HORAS INTERMINÁVEIS (14 hours, 1951, 20th Century Fox, 92min) Direção: Henry Hathaway; Roteiro: John Paxton, estória de Joel Sayre. Fotografia: Joe MacDonald. Montagem: Dorothy Spencer. Música: Alfred Newman. Direção de arte/cenários: Leland Fuller, Lyle Wheeler/Thomas Little, Fred J. Rode. Figurino: Edward Stevenson. Produção: Sol C. Siegel. Elenco: Richard Basehart, Paul Douglas, Barbara Bel Geddes, Debra Paget, Agnes Moorehead, Jeffrey Hunter, Grace Kelly. Estreia: 01/3/51

Indicado ao Oscar de Direção de Arte/Cenários (em preto-e-branco)

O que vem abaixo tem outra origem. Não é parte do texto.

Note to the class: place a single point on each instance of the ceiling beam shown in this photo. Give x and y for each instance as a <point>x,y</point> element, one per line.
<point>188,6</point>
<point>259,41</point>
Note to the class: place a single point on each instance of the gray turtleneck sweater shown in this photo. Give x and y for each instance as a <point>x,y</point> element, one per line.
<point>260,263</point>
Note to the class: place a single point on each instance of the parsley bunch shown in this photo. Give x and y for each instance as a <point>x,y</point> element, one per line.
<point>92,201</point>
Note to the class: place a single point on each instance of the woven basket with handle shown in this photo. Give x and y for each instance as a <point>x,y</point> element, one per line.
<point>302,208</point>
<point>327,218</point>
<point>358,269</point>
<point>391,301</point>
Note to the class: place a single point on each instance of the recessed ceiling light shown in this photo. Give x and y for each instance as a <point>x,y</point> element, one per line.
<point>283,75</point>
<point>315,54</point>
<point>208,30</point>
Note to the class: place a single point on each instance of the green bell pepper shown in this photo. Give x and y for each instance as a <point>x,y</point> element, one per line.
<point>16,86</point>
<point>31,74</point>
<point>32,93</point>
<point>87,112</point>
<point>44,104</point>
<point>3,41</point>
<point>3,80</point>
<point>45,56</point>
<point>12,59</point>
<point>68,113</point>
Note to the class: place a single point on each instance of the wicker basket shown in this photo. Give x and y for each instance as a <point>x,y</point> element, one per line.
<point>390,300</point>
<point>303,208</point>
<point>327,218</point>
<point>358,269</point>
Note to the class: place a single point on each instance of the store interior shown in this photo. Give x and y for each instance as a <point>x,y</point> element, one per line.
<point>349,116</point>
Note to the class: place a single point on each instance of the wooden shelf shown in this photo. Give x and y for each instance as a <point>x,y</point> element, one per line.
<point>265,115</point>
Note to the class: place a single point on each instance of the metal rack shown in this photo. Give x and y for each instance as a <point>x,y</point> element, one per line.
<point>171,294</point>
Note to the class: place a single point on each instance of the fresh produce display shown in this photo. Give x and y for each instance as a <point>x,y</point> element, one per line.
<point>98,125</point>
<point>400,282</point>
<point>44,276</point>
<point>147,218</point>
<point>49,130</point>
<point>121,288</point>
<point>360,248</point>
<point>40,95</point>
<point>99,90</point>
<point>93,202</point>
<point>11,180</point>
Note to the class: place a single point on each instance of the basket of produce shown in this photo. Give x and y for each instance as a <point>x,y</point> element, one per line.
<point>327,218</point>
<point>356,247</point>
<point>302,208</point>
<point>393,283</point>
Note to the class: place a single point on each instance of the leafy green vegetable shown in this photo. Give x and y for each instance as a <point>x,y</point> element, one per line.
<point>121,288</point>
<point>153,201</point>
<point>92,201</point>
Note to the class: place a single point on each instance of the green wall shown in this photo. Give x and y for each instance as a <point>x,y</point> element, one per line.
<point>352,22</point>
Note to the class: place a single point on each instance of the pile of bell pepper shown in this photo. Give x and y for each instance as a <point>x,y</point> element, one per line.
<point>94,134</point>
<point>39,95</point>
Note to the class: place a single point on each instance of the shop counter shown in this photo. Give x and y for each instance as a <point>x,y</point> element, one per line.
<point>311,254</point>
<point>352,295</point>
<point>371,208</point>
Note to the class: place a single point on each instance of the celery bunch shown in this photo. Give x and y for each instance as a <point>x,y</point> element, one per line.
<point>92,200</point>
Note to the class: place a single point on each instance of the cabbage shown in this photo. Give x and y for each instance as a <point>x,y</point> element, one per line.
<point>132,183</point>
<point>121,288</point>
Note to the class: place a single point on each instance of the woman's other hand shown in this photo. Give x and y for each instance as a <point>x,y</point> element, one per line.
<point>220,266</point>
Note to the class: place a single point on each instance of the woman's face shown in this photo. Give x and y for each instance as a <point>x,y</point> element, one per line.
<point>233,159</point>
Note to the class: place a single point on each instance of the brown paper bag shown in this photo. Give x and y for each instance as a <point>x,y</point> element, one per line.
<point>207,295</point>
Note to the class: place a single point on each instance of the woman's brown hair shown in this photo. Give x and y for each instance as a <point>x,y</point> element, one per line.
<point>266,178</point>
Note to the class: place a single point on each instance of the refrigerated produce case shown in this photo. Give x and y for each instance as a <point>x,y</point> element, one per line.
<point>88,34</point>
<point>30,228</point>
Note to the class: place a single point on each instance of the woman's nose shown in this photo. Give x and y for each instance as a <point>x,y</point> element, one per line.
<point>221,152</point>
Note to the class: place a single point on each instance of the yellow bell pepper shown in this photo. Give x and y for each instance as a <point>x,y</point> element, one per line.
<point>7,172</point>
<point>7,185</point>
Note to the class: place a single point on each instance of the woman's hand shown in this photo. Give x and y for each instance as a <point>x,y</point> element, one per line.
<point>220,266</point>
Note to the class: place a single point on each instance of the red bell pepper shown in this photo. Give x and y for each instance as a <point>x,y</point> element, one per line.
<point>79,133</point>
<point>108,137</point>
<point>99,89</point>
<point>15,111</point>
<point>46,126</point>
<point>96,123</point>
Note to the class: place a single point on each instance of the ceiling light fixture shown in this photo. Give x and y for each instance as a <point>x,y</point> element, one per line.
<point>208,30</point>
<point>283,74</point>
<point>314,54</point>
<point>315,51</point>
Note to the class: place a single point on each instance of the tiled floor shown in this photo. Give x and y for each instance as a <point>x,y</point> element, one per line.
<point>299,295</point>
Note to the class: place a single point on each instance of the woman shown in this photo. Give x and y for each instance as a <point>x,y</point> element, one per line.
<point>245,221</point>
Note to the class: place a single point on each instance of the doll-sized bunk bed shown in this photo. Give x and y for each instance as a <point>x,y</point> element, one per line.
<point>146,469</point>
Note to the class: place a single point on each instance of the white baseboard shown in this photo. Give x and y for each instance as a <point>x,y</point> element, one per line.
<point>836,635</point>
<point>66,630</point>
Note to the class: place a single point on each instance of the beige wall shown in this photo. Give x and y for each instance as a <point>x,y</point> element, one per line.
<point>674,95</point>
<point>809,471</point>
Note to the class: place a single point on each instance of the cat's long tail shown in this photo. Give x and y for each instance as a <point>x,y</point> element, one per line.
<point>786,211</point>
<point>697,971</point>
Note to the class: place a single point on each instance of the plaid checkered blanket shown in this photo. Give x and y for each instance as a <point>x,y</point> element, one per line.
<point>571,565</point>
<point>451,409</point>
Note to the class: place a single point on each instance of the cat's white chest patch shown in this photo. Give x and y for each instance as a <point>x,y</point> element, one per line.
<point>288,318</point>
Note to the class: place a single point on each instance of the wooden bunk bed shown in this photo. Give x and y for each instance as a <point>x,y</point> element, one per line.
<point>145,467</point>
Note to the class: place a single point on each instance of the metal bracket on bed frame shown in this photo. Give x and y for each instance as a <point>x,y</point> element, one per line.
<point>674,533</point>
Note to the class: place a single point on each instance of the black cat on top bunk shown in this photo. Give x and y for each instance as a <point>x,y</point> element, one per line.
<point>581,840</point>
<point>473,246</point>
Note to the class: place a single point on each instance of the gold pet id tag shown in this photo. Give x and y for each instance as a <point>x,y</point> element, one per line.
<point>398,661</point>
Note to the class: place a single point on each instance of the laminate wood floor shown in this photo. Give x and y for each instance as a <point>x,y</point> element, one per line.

Dizem que a vida imita a arte. Em algumas ocasiões, porém, a arte imita a vida. E o filme "Horas intermináveis" é uma prova de que a arte pode imitar a vida enquanto esta imita a arte. Confuso? Pois é, mas também não deixa de ser impressionante. Em julho de 1938, um homem de 26 anos se jogou do 17º andar de um hotel em Nova York. Doze anos mais tarde, sua história serviu de inspiração para um roteiro escrito por John Paxton (com base na sinopse de Joel Sayre) e filmado com um orçamento baixo e apenas seis semanas de filmagem. Quando o filme estava pronto para ser lançado, uma tragédia o aproximou fatidicamente da realidade quando a filha de um dos executivos da 20th Century Fox (o estúdio por trás da produção) cometeu suicídio da mesma forma no dia da pré-estreia. Foi um caso de assustadora ironia, mas o estúdio, compreensivelmente, adiou por seis meses a estreia oficial do filme - que, hoje em dia, não é muito lembrado até mesmo por fãs do cinema clássico hollywoodiano. Dirigido por Henry Hathaway - que dirigiria o icônico "Bravura indômita" em 1969 e realizou vários westerns em sua carreira -, "Horas intermináveis" também fez o enorme favor de marcar a estreia de Grace Kelly no cinema (em um papel pequeno que não fez muito por sua carreira mas já explorava sua beleza plácida e sofisticada).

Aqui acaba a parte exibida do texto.